On pourrait penser, au premier abord, que le passage de la GBA à la DS aurait eu un impact significatif sur l'aspect graphique. On peut s'avouer déçu sur ce point, même si le jeu n'est pas spécialement moche, non. Les personnages sont un peu sommaires, les environnements un peu fades malgré quelques couleurs très éclatantes. En situation de combat, c'est déjà beaucoup mieux, les personnages et ennemis disposent de modélisations et d'animations de bonne qualité, donnant à ces joutes un rythme tenu et agréable. Les pouvoirs magiques sont également de bonne tenue, et certains versent grassement dans le spectaculaire. Jolie bande-son en outre, assez en phase avec les précédents volets, même si aucun thème ne saura se réserver une place dans votre cœur de joueur.
Malgré sa facilité, le jeu expose une bonne durée de vie, comptez 25 heures en passant du temps sur les énigmes annexes.
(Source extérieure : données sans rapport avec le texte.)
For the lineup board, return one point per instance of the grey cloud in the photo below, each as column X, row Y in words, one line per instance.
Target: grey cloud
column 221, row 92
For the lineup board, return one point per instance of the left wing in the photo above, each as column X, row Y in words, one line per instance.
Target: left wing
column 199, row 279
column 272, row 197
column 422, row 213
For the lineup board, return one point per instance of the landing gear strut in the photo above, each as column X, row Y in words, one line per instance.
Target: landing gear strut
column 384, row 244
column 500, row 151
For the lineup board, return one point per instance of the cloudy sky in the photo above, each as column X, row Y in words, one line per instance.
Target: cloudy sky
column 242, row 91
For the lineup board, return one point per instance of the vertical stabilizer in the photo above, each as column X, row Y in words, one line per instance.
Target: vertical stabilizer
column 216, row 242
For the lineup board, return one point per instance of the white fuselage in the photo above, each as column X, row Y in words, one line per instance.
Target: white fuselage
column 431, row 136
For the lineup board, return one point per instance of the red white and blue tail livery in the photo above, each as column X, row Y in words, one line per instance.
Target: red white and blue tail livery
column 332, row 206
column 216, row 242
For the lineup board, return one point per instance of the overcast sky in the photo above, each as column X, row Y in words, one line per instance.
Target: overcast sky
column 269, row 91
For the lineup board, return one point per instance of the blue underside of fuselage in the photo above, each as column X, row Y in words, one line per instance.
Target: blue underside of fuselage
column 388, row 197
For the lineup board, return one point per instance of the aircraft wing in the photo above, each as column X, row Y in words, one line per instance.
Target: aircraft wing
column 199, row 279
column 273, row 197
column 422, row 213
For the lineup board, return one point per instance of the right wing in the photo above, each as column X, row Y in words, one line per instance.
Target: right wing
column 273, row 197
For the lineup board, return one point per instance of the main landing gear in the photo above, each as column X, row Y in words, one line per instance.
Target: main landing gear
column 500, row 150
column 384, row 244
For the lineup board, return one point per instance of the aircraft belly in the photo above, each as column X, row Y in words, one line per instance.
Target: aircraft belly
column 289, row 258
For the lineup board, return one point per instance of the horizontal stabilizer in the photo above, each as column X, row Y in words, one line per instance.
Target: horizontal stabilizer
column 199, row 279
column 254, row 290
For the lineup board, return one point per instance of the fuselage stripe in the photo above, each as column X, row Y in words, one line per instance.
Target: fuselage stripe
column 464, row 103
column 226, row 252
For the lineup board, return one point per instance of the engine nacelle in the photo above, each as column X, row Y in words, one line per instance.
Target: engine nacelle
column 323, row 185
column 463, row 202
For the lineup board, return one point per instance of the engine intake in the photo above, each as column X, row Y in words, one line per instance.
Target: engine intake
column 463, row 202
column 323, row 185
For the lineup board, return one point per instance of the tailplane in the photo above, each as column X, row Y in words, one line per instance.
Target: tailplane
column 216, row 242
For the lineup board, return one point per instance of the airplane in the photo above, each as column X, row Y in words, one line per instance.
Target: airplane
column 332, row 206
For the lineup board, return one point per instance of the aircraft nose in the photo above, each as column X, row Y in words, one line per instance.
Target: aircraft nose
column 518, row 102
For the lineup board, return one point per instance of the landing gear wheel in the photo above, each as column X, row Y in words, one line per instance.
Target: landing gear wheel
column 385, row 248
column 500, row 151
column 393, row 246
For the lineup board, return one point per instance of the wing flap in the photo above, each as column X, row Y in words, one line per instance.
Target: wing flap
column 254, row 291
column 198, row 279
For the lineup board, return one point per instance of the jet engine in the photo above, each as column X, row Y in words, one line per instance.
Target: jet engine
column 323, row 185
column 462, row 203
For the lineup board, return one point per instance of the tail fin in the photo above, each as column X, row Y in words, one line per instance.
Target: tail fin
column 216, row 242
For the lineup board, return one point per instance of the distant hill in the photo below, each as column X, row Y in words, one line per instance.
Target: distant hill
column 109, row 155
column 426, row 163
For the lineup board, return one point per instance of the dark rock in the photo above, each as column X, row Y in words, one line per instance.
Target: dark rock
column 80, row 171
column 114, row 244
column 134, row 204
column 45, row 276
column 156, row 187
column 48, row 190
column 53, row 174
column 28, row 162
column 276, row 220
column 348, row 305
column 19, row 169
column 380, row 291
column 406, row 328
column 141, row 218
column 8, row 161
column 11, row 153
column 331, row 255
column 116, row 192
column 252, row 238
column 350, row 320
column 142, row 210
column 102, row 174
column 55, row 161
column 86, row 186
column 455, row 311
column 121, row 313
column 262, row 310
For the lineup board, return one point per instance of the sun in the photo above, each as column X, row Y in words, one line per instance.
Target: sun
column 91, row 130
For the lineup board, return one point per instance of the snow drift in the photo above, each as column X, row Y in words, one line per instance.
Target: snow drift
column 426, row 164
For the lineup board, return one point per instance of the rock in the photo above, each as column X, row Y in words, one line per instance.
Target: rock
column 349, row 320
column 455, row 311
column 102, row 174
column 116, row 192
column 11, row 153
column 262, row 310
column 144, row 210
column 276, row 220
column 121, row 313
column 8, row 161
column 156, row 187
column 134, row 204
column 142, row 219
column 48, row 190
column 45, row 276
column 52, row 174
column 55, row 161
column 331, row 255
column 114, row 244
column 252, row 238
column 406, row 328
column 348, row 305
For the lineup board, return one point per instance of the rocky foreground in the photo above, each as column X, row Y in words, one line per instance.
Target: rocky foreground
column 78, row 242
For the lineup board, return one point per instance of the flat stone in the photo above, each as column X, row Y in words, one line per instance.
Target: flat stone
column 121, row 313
Celles-ci sont un poil plus difficiles que celles balancées sur la quête principale, et permettent d'obtenir certains trésors intéressants et des Djinns supplémentaires - il y en a plus de 70 à collectionner, attrapez-les tous !

Golden Sun : Obscure Aurore n'a rien à envier à ses prédécesseurs : le système de jeu est intact, intéressant et bien pensé. Un effort aurait pu néanmoins être accompli sur l'intégrité de l'histoire, un peu au second plan, quelques ajustements auraient pu être apportés sur les mécanismes de combats, rendant le jeu trop facile. Dans les faits, en terme de RPG, Dragon Quest IX lui est supérieur en tout point, meilleure technique, meilleure durée de vie, meilleure gestion de personnages - mais si vous avez les moyens, Golden Sun est un bon investissement, solidement construit sur un diptyque casse-têtes / combats qui est tout à son honneur.